Il sequestro preventivo di iniziativa del pubblico ministero o della polizia giudiziaria, di cui al comma 3 bis del citato articolo, mira a fronteggiare situazioni di urgenza che non consentono di attendere il provvedimento di un giudice o che nascono prima che un pubblico ministero abbia assunto la direzione delle indagini.

La polizia giudiziaria, nell’intervenire di propria iniziativa, in casi di urgenza, pone in essere una misura precautelare di carattere provvisorio.

Nella relazione al Decreto Legislativo n. 12/1991 ( introduttivo del comma 3 bis dell’art 321 cpp) il sequestro preventivo di iniziativa della P.G. (indicato come fermo reale) viene espressamente equiparato al fermo indiziato di delitto di cui all’art. 384 c.p.p.: entrambi hanno natura cautelare e non probatoria.

In sentenza si legge: “Per il sequestro preventivo operato di iniziativa della polizia giudiziaria, il legislatore non solo non ha dettato alcuna disposizione in ordine alla possibilità del presidio difensivo fin dal momento dell’esecuzione (ad es. richiamando le previsioni dell’art. 356 c.p.p. e art. 114 disp. Att.), ma ha piuttosto equiparato l’atto al fermo di indiziato di delitto di cui all’art. 384 c.p.p., che non prevede certo una garanzia difensiva “preventiva” .
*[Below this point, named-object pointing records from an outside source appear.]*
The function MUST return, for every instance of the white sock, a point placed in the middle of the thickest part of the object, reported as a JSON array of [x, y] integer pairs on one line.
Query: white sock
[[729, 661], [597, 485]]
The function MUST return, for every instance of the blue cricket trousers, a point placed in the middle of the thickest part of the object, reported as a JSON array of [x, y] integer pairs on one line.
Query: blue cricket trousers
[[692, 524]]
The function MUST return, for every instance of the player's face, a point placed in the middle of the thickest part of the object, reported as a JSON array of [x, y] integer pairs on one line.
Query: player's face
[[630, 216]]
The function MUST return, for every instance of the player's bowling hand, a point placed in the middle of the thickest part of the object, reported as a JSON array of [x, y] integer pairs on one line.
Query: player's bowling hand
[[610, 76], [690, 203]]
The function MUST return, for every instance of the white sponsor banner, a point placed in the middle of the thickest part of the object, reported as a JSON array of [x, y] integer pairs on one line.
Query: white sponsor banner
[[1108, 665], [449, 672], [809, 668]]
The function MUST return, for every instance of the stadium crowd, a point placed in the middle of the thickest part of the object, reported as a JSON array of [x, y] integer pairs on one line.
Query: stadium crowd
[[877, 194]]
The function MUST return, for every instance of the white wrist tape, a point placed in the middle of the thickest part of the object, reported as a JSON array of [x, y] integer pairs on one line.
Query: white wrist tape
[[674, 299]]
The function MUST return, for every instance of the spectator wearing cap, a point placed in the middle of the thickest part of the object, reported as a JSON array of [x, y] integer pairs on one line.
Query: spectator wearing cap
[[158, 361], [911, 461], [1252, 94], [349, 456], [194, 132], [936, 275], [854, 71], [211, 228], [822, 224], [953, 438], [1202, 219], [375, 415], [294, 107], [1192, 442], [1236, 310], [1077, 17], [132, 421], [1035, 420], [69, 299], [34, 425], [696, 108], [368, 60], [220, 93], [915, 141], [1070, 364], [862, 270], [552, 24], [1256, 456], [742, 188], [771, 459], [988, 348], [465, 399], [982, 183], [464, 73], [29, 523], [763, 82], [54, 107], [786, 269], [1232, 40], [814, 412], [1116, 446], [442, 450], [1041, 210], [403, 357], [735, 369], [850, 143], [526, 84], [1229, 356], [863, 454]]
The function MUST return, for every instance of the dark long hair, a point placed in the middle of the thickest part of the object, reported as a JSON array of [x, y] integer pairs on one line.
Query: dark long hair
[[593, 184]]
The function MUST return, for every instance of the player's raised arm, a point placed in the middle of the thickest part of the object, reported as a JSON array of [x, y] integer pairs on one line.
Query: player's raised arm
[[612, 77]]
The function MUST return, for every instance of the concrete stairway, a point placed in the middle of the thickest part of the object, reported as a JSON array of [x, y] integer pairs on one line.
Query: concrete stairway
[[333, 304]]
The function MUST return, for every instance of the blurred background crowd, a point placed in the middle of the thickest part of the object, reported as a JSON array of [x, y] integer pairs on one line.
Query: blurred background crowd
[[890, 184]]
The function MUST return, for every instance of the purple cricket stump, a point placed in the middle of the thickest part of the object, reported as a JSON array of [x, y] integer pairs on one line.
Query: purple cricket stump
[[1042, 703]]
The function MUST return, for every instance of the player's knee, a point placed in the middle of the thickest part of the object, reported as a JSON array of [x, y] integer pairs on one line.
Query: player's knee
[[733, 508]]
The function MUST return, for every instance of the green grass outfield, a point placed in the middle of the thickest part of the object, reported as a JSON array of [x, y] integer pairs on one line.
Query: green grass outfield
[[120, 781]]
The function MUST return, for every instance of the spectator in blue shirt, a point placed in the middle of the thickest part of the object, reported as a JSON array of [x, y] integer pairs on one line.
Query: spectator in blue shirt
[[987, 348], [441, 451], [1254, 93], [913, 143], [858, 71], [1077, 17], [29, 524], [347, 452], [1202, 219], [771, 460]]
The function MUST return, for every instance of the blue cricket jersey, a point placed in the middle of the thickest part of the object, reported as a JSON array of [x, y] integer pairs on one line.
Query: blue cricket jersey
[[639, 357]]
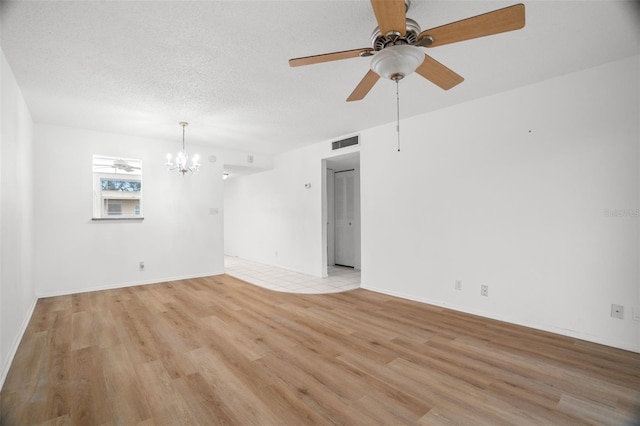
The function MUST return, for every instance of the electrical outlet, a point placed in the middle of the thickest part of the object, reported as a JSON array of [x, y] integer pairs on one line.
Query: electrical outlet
[[617, 311]]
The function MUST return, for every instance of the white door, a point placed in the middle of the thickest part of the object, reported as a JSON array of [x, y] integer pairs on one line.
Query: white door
[[345, 193]]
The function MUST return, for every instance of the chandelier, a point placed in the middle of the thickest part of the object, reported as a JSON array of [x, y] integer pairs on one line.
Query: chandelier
[[181, 163]]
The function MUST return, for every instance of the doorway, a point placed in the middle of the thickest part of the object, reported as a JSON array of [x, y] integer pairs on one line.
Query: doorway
[[341, 207]]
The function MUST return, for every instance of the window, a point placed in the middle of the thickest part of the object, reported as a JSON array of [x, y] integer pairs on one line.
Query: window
[[117, 184]]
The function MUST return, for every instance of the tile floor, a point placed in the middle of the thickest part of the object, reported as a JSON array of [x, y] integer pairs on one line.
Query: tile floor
[[278, 279]]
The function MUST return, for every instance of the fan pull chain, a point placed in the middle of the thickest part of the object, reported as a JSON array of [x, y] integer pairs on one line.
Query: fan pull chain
[[398, 111]]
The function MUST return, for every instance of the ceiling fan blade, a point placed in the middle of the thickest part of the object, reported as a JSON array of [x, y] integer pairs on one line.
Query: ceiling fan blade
[[499, 21], [363, 87], [326, 57], [391, 15], [438, 74]]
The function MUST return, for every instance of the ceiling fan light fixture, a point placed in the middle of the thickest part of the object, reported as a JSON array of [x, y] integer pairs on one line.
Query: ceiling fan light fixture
[[396, 62]]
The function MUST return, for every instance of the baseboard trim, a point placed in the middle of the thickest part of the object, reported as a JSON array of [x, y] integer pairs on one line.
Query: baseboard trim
[[66, 292], [627, 346], [16, 342]]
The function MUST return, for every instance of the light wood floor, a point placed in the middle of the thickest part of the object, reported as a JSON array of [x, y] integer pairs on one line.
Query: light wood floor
[[220, 351]]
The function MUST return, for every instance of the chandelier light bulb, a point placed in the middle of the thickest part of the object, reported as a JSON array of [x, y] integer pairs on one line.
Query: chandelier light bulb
[[181, 164]]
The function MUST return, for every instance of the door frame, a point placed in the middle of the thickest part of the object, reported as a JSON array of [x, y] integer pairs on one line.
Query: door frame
[[329, 166]]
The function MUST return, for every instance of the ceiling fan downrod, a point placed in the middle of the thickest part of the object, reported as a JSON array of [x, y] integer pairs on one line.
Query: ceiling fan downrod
[[398, 110]]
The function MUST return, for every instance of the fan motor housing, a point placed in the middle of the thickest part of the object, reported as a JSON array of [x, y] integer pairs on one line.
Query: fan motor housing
[[379, 41]]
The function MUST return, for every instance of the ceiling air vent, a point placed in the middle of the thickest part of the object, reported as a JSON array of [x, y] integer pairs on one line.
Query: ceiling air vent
[[353, 140]]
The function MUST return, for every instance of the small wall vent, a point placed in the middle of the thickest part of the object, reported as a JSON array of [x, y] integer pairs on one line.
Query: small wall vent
[[353, 140]]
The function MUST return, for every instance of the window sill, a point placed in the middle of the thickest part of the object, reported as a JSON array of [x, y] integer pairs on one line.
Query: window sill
[[117, 218]]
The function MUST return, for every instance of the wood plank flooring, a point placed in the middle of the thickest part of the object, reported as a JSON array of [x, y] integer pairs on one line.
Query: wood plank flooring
[[217, 350]]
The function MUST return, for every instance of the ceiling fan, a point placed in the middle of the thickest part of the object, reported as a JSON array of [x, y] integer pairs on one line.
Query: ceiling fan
[[396, 44], [118, 164]]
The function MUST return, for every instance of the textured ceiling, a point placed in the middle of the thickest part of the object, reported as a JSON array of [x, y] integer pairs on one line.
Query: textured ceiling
[[139, 67]]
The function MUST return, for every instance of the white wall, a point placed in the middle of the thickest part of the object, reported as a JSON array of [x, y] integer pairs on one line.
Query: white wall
[[515, 191], [270, 217], [181, 235], [17, 289]]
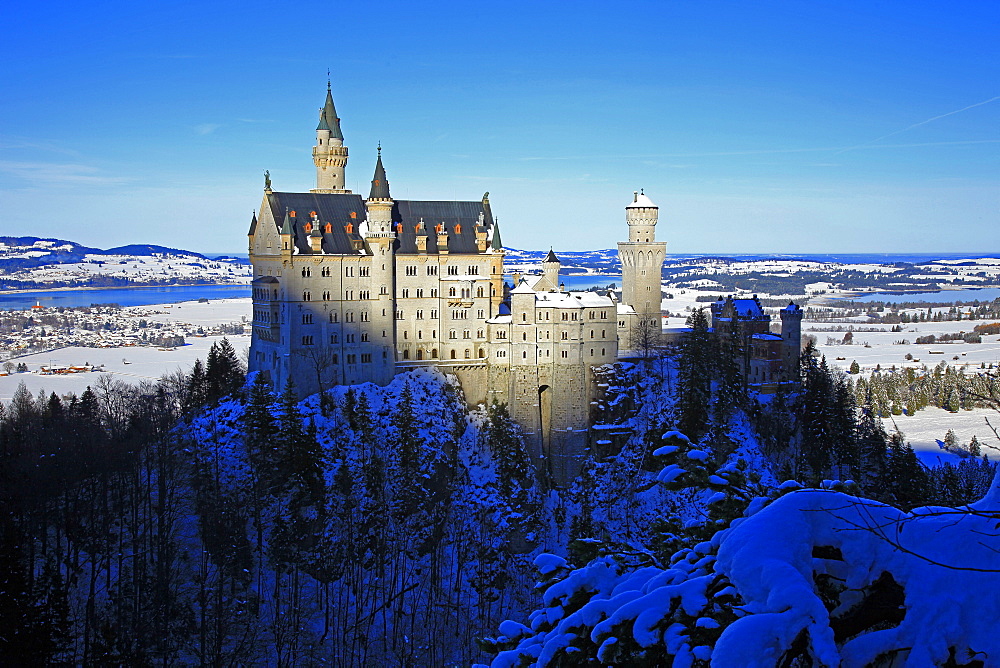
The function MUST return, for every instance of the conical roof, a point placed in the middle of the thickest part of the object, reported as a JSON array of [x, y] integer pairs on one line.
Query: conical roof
[[380, 185], [495, 243], [328, 116]]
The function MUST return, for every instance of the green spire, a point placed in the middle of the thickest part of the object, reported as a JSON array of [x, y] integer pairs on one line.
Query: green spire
[[328, 116], [496, 244], [380, 186]]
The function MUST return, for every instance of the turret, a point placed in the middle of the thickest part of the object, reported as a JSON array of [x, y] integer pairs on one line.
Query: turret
[[791, 341], [550, 268], [329, 153], [641, 215]]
Non c’è dubbio, affermano i giudici, che le preoccupazioni evidenziate in tema di soggetto procedente valgano anche nel caso di sequestro preventivo di iniziativa della polizia giudiziaria (si pensi a sequestri preventivi incidenti su beni di notevole valore o sullo svolgimento di attività di impresa).

Tuttavia, a tutela dell’interessato, vi è il controllo diretto di un giudice, terzo ed imparziale, sull’operato della polizia giudiziaria, diversamente da quanto accade per il sequestro probatorio.
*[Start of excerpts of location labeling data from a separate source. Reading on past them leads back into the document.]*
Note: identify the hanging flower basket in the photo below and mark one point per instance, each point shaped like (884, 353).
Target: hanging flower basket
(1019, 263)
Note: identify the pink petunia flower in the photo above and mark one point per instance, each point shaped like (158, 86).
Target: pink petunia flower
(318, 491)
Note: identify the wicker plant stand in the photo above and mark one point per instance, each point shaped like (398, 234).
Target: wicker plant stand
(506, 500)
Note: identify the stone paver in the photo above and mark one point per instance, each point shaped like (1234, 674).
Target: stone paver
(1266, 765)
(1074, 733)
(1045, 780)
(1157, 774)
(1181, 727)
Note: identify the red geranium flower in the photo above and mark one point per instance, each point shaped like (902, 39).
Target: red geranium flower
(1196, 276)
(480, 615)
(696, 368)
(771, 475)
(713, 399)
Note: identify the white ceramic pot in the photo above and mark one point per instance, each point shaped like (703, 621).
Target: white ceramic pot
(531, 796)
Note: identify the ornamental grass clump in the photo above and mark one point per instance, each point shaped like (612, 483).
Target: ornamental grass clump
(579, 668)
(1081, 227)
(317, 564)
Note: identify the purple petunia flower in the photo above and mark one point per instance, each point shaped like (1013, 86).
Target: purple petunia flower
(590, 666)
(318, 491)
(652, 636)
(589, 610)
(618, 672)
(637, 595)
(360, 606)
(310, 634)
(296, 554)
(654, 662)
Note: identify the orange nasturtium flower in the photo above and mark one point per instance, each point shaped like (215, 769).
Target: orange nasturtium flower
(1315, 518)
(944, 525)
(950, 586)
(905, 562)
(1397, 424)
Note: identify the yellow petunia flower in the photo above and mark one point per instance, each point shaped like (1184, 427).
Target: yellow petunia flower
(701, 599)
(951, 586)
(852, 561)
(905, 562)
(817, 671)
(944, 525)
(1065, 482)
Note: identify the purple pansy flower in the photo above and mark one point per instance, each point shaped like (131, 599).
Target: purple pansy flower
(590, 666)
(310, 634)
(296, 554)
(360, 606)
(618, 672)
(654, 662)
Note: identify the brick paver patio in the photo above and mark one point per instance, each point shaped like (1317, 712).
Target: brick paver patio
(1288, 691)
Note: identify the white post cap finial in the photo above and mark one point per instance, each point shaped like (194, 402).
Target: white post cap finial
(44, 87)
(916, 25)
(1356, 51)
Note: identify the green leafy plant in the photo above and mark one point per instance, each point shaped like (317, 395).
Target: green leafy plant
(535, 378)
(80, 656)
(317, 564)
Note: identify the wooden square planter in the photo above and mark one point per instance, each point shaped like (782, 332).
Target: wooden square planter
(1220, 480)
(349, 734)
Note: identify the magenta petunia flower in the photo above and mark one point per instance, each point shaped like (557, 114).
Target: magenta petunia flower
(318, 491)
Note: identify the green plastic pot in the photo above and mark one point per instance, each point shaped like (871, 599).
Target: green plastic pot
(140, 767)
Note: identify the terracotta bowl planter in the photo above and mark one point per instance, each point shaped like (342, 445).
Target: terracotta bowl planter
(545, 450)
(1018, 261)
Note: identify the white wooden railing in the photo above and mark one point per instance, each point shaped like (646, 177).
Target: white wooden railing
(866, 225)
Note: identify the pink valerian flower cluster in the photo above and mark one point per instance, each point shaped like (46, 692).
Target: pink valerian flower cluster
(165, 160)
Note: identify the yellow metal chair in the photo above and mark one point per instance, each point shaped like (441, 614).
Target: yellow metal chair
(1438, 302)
L’art. 321, comma 3 bis, cpp dispone che il verbale debba essere trasmesso, entro quarantotto ore, al pubblico ministero, il quale, se non dispone la restituzione delle cose sequestrate, deve, entro le successive quarantotto ore, chiederne la convalida al giudice. L’ordinanza di convalida deve essere emessa entro dieci giorni dalla richiesta, pena l’inefficacia del sequestro.

Ne deriva che non sussiste alcuna violazione del diritto di difesa perché l’attività di polizia giudiziaria riceve controllo diretto ed immediato da parte del giudice, analogamente a quanto accade per le misure cautelari.
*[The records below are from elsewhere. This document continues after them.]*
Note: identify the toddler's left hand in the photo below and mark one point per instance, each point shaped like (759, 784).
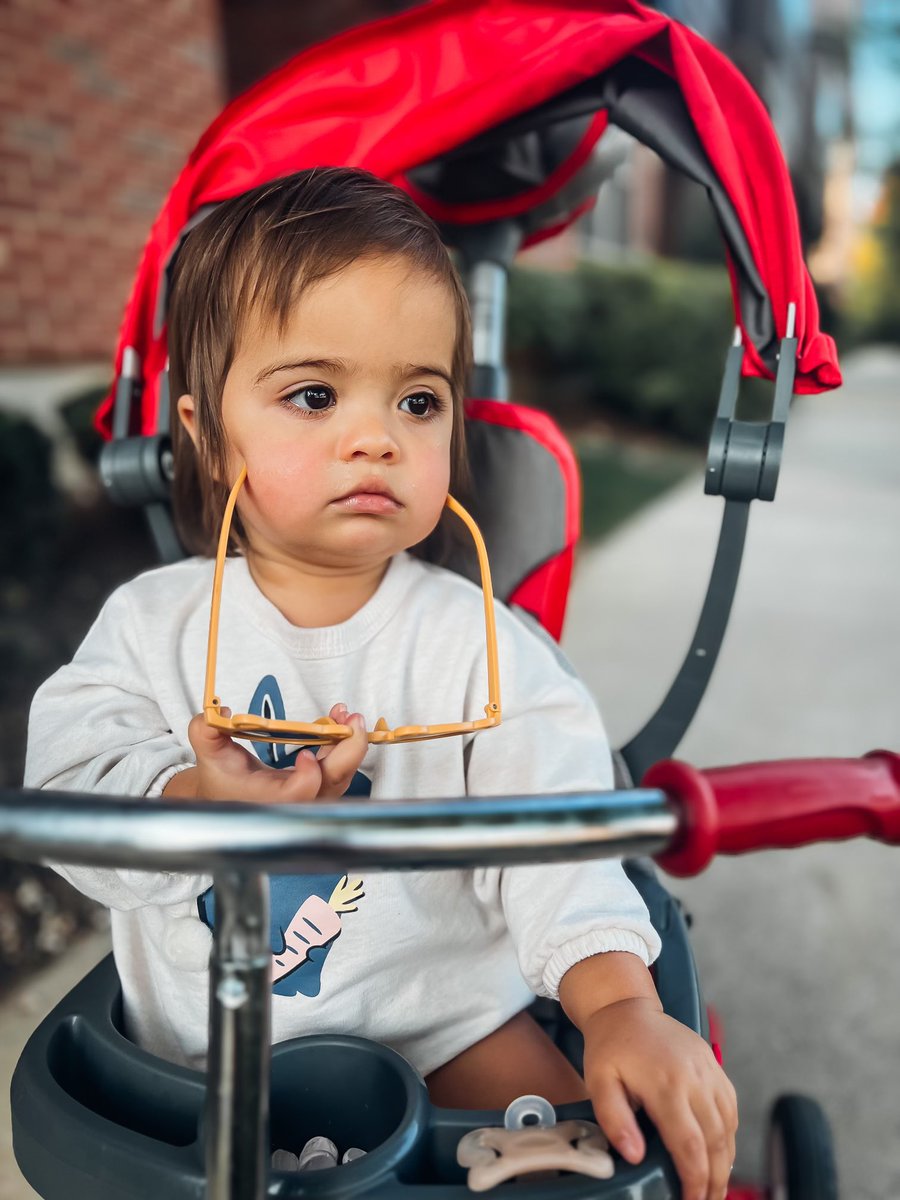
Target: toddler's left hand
(636, 1055)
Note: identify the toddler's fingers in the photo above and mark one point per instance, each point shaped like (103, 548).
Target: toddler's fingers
(616, 1117)
(341, 761)
(719, 1139)
(215, 749)
(685, 1141)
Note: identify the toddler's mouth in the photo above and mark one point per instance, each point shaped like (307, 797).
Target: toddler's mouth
(370, 496)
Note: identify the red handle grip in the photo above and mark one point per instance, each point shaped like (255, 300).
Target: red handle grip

Le SSUU concludono affermando che le disposizione dettate dall’art. 114 disp. Att. C.p.p. in tema di sequestro probatorio non possono essere estese al sequestro preventivo eseguito di propria iniziativa dalla polizia giudiziaria né attraverso un’interpretazione analogica, stante la diversità strutturale e funzionale dei due istituti, né adeguatrice, stante la insussistenza di qualsivoglia violazione del diritto di difesa.